A recent study compared the efficacy of EMR-L and EMR-P in small rectal NETs [5]. Both approaches demonstrated excellent technical performance, with higher rates of en bloc and complete histologic resection, low recurrence rates, and comparable safety profiles. Although EMR-P was associated with a longer procedure time, the absolute difference was modest and unlikely to be clinically meaningful. Notably, EMR-L achieved comparable complete resection outcomes despite being more frequently used in biopsy-proven lesions, which are typically associated with submucosal fibrosis.

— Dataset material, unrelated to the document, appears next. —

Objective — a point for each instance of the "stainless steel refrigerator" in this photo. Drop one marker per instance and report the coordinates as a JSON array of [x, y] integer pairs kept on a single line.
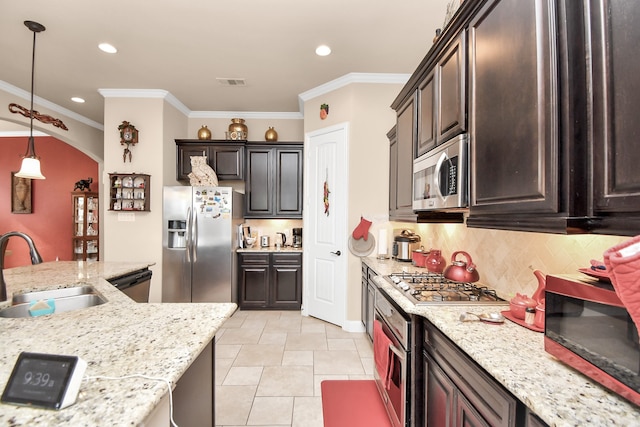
[[199, 241]]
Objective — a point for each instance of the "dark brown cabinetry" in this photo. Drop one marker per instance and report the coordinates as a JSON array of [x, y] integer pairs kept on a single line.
[[527, 160], [442, 98], [270, 280], [224, 157], [273, 183], [368, 297], [615, 31], [401, 155], [457, 391]]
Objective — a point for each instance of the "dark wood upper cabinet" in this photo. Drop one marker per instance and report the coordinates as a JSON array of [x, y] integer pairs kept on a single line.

However, despite these favorable outcomes, an important limitation remains: complete resection is not achieved in all cases, with most incomplete resections attributable to positive vertical margins—a well-recognized challenge in the endoscopic management of rectal NETs [2,6]. Although small rectal NETs generally have an excellent prognosis [7,8], incomplete resection should not be considered clinically insignificant. Residual tumor at the vertical margin may necessitate additional interventions, including repeat endoscopic resection or surgery, thereby increasing healthcare costs and imposing a psychological burden on patients. In this context, achieving complete resection at the initial procedure remains a critical goal [1,2, 9]. Additionally, prior forceps biopsy may reduce the efficacy of suction-based techniques by inducing submucosal fibrosis and precluding adequate lifting [10,11]. The study indicated that EMR-L achieved comparable outcomes despite being more frequently applied to biopsy-proven lesions, suggesting a degree of procedural robustness. However, incomplete resection still occurred even in small tumors, indicating that fibrosis may substantially compromise vertical margin clearance. Consistent with this finding, recent randomized data suggest that modified EMR may yield lower complete resection rates than ESD in biopsy-proven lesions [10]. Collectively, these findings highlight the need for a more tailored approach to endoscopic treatment. Specifically, the selection between modified EMR and ESD should be guided not only by tumor size, but also by procedural factors such as lifting characteristics and the presence of fibrosis. ESD may be more appropriate for lesions with poor lifting or visible scarring, whereas modified EMR may be effective for lesions with preserved lifting.
In conclusion, endoscopic resection remains the standard treatment for small rectal NETs. However, the optimal technique has yet to be defined. While the study demonstrated that EMR-P yields outcomes comparable to those of EMR-L, incomplete resection—particularly due to positive vertical margins—remains an unresolved challenge. Factors such as prior forceps biopsy and presence of submucosal fibrosis significantly influence resection outcomes, underscoring the need for a more individualized approach to technique selection. Further studies are warranted to establish practical, evidence-based criteria and to optimize complete histologic resection in clinical practice.